Always run pre-commit checks before committing. The hooks are defined in .pre-commit-config.yaml and run automatically on git commit if pre-commit is installed as a git hook. To run all hooks manually:

pre-commit run --all-files

Fix any failures before committing.

Python Function Docstrings

Every Python function must include a docstring with usage examples.

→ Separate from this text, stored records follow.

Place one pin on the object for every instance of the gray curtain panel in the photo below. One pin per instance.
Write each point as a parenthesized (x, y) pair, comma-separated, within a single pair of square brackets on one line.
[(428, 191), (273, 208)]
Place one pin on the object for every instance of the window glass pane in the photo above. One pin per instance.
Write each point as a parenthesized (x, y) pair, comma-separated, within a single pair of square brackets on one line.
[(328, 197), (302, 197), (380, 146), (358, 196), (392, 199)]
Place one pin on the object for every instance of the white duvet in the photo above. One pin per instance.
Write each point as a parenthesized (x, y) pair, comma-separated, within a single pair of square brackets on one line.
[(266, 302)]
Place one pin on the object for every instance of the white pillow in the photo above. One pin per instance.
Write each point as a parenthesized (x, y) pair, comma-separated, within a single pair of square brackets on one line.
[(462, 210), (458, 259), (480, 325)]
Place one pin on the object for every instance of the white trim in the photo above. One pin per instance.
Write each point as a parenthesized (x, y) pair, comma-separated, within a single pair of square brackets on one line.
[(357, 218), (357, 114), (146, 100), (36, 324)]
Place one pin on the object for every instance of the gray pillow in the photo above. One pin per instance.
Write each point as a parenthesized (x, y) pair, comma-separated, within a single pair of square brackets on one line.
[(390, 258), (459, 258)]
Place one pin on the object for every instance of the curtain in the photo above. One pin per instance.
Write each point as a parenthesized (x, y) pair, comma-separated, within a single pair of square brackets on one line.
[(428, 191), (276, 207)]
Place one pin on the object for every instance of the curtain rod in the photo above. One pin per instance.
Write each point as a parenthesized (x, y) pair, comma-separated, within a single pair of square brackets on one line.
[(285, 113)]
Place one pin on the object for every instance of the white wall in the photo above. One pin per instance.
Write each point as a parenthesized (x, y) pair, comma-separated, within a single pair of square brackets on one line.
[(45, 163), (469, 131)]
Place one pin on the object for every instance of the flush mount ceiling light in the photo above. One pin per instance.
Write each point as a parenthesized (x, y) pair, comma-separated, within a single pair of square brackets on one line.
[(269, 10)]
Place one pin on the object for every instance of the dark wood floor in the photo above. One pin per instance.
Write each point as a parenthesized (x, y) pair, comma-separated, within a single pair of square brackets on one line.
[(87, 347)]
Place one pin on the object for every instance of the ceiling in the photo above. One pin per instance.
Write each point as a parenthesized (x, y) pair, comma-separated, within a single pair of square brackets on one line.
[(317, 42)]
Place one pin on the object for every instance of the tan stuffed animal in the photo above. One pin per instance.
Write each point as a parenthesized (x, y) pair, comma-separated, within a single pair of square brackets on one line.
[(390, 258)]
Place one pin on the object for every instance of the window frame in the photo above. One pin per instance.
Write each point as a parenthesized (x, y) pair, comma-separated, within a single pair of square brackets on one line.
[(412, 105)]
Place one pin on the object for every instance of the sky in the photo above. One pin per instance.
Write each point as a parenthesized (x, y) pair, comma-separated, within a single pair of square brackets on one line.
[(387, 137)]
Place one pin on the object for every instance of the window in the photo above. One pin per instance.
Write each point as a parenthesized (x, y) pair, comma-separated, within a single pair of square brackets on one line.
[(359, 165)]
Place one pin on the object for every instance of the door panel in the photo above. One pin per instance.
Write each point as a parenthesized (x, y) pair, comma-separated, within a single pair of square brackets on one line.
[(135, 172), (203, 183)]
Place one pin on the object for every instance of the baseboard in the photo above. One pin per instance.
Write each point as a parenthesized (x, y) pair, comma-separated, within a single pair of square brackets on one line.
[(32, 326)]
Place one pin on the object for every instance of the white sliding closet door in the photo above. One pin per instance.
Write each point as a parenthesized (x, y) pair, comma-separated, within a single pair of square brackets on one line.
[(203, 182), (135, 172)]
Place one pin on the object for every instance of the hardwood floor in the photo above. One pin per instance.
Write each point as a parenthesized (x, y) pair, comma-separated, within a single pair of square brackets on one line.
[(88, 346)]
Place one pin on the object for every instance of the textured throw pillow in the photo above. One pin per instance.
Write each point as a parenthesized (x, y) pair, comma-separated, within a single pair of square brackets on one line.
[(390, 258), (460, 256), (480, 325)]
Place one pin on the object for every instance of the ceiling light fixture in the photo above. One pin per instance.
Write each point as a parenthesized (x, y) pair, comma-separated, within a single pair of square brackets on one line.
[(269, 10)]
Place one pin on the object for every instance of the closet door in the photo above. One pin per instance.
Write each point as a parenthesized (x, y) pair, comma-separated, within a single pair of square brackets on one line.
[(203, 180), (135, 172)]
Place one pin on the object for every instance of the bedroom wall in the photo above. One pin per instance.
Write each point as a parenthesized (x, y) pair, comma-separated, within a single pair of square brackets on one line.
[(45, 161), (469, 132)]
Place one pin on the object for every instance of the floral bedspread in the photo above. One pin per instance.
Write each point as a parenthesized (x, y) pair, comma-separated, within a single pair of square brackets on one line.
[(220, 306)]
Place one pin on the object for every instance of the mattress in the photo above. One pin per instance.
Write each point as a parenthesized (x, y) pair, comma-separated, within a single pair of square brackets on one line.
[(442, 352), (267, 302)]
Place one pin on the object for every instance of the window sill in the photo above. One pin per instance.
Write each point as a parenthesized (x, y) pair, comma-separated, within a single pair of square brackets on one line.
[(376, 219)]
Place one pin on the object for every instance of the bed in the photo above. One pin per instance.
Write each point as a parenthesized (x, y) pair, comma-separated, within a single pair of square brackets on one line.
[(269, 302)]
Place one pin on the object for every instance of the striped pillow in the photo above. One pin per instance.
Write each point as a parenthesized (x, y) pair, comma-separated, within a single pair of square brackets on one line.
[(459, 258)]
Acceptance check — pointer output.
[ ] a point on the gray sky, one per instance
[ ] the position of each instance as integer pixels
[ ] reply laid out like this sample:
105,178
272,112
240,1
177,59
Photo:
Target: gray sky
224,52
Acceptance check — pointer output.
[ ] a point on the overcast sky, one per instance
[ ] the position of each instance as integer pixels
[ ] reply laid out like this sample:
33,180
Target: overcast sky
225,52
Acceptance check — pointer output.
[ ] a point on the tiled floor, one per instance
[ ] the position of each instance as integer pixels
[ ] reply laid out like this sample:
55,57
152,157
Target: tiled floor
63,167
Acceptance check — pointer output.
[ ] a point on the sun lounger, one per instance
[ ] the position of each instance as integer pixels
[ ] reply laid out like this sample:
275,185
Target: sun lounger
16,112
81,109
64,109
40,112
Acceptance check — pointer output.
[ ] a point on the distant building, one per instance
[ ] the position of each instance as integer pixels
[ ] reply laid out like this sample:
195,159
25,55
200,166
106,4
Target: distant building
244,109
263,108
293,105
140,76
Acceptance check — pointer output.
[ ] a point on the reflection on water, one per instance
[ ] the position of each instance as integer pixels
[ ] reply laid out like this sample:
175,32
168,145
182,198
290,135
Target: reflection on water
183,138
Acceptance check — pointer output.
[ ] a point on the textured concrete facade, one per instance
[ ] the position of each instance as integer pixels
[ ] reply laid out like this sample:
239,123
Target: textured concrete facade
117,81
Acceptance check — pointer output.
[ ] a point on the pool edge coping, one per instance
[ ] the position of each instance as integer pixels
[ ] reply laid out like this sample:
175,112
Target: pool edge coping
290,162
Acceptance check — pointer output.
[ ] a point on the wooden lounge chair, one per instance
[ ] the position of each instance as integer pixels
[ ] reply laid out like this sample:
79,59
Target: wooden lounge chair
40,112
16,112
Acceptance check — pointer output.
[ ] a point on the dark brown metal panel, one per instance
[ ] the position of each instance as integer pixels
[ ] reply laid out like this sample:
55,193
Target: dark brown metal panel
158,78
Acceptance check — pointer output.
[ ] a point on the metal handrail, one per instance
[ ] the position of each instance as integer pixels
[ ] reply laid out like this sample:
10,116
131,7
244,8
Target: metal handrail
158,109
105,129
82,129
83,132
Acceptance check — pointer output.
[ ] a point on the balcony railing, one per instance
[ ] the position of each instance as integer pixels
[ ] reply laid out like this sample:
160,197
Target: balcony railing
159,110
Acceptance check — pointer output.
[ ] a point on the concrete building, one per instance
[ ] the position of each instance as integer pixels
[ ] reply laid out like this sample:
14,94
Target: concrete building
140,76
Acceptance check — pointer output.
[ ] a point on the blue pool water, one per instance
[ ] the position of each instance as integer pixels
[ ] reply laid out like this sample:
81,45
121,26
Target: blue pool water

  • Examples are required: Each function needs at least one doctest-style example demonstrating basic usage.
  • Optional parameters: If a function has optional parameters, include separate examples that show usage both without and with the optional arguments. Pass optional arguments using their keyword name (e.g., step=dfn.lit(3)) so readers can immediately see which parameter is being demonstrated.
  • Reuse input data: Use the same input data across examples wherever possible. The examples should demonstrate how different optional arguments change the output for the same input, making the effect of each option easy to understand.
  • Alias functions: Functions that are simple aliases (e.g., list_sort aliasing array_sort) only need a one-line description and a See Also reference to the primary function. They do not need their own examples.

Aggregate and Window Function Documentation

When adding or updating an aggregate or window function, ensure the corresponding site documentation is kept in sync:

  • Aggregations: docs/source/user-guide/common-operations/aggregations.rst — add new aggregate functions to the "Aggregate Functions" list and include usage examples if appropriate.
  • Window functions: docs/source/user-guide/common-operations/windows.rst — add new window functions to the "Available Functions" list and include usage examples if appropriate.